Somewhat lost in the war of words over health care reform is a stepchild of the debate: dental care. A bad situation is getting worse.
Teeth are crucial. When free health care clinics for poor people are held in California, the number one activity is extractions. The California Dental Association says the top chronic childhood disease is tooth decay. But a third of Americans say they skip dental checkups because of the cost.
Until 2009, in California, dental care was part of Medicaid, or Medi-Cal as it's called in California. More than three million poor, disabled and elderly adults had been eligible for subsidized care of their teeth. But cash-strapped California, looking for ways to save money, eliminated dental care for adults under Medi-Cal two years ago, and pocketed $109 million. At the same time the state gave up $134 million in federal matching funds.
Children still get their tooth care paid for, if they can find a dentist who is willing to accept the low reimbursement rates the state provides, which are far less than half the normal fee the dentist usually makes. But even if they find a dentist, their parents, who have been denied free dental care themselves, are less inclined to take their kids in for exams, cleanings and fillings. And increasingly, that's a problem. Then this year the California legislature decided to reduce reimbursement rates another 10 per cent for all Medi-Cal services, including dental care for children. Those lower fees may make it even harder to find a dentist. The state also eliminated funding for school-based programs that provide fluoride treatment and dental sealants.
(To see how Medicaid dental benefits in your state have changed in the last 10 years, check out this interactive graphic.)
The changes in Medi-Cal rates - and their effects on dental health - have received almost no attention, especially as they concern teeth. But they've upset some health advocates, including Health Access, an advocacy group. Anthony Wright, executive director, says the cuts "will have a real impact on Medi-Cal patients" - some 7.6 million poor and disabled Californians. Wright says there's been a huge spike in the need for dental services. The state medical and dental associations have also expressed concern. A recent study in Los Angeles County concluded that tooth decay among poor, young children is widespread and getting worse.

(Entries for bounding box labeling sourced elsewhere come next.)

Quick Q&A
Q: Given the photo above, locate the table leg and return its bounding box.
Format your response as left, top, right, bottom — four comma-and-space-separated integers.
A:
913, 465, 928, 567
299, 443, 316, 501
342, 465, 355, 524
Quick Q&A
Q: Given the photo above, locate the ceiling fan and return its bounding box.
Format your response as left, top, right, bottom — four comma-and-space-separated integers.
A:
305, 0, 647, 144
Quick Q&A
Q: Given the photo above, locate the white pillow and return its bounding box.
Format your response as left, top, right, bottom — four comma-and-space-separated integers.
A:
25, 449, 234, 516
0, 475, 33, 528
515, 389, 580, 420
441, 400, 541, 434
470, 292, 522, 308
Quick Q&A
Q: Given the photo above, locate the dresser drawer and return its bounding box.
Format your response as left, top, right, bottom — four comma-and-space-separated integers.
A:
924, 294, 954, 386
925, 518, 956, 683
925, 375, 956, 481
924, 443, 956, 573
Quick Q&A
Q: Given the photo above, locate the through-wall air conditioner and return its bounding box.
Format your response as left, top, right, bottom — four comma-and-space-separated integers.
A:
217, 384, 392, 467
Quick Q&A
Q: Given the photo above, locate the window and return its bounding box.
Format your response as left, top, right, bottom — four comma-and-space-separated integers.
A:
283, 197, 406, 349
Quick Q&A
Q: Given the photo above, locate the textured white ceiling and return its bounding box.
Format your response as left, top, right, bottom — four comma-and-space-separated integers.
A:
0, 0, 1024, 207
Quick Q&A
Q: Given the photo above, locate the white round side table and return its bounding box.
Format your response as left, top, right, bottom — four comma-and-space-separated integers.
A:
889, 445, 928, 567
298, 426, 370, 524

But the state, defending its actions and the need for less spending, says it has studied the problem and is convinced that access will not be affected. Officials will make those studies public, monitor the effects of the reductions and make changes if they think access is impaired.
Meanwhile, when asked about what a poor person with children should do, the Dental Association advises them to look for free community clinics, or try to get care at a dental school. There aren't very many of them, either, especially in rural areas. And some dentists - the association says - will adjust payment schedules for poor patients.
In the context of the battle over health care reform, the battle over dental care for the poor may seem small, but it's crucial to overall health. And it's largely unsolved.